Figures have confirmed rainfall levels, recorded at the Valentia observatory near Cahirciveen, Co Kerry, were unmatched since the weather station opened in 1866.
Gerald Fleming, head of forecasting at Met Éireann, said in a single 30-day period a total of 358 millimetres of rain fell at the station – the equivalent of 14 inches.
“We had between two or three times the normal rainfall and over a period of 30 days that’s quite significant,” he told RTÉ radio.
He said if any lessons are to be learned the country and major firms needed to examine recent rainfall trends in more detail.
“We need to look even beyond the last month. When you look at the autumn months that was one-and-a-half times the normal rainfall and the summer had one-and-a-half times the normal rainfall.
“So we’re looking at a six month period where our rainfall was about 60% above average.”
Referring to the height of the flooding crisis, less than a fortnight ago, which led to the ESB’s controversial decision to release large volumes of water from its Inniscarra dam amid claims this was caused by incorrect weather forecasts, Mr Fleming said Met Éireann were “happy our forecast was correct. But almost every day that week brought almost an inch of rain”.
“ESB are saying they had 90 millimetres of rainfall in another point, but you have to compare like with like. They are taking their levels from up in the Cork and Kerry mountains, but there’s always more rainfall on higher ground.
“It’s interesting to look at this flooding event anyway because you’ve got to look back at three months, six months. That is not an issue of weather, it’s an issue of climate,” he said.

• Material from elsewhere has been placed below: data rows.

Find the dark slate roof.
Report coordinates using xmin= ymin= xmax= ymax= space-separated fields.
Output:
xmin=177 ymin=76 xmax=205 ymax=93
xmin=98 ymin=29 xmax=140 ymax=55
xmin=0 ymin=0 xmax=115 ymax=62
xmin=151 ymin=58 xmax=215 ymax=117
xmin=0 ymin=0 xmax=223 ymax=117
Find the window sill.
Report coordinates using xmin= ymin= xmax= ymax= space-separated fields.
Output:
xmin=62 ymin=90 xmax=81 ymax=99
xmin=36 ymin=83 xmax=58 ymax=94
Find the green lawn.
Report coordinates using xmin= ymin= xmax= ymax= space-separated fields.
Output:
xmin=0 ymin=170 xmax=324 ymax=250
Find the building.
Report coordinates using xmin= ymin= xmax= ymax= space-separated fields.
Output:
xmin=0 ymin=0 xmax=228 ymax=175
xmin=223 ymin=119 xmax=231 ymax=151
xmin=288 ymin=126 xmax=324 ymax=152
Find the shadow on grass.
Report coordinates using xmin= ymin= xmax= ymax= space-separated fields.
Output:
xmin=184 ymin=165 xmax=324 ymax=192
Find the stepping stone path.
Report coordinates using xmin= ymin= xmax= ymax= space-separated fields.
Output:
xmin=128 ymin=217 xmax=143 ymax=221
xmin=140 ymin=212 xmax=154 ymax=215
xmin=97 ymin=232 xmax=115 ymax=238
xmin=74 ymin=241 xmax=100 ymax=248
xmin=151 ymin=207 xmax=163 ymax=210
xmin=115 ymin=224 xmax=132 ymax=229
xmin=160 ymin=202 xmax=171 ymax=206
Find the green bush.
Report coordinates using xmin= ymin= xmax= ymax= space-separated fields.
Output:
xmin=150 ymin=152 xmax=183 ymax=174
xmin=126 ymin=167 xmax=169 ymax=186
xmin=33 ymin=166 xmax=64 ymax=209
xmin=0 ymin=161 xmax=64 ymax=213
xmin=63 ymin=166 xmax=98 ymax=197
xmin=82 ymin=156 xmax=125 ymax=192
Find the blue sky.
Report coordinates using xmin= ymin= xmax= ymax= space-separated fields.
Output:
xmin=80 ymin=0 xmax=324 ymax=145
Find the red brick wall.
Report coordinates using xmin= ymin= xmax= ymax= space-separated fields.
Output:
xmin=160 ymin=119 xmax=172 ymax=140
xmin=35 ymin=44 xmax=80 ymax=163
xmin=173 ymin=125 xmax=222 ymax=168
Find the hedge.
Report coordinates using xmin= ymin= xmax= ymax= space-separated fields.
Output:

Met Éireann said its stations recorded more than twice the average amount of rain. Atlantic storms swept in pushing rainfall totals higher and higher. Rain or showers were recorded on almost every day, with between 22 and 27 wet days compared with the normal range for November of between 13 and 20.
Connacht and Munster experienced deluges of 10mm on many days, causing river levels to reach record highs in many parts of the midlands, west and south.
Cork Airport recorded the country’s highest daily rainfall on November 19 at 51.2mm, the worst at the southern station in 18 years and just before the ESB was forced to open Inniscarra dam and the already swollen River Lee catchment area flooded.
Valentia weather station’s monthly total of 360mm was its highest of any since records began in the area in 1866. Its previous highest total for the year of 1,923mm in 2002 was also passed during the last week of November.
But despite the devastating floods, record levels of rain, hail storms, battering winds and even a tornado, bizarrely we basked in more sun than usual.
Forecasters said sunshine levels for the month were above normal despite rain almost every day.
But Cork, one of the worst hit by the flood waters, had the highest amount of sunshine in the month, with the city’s airport clocking up 80 hours.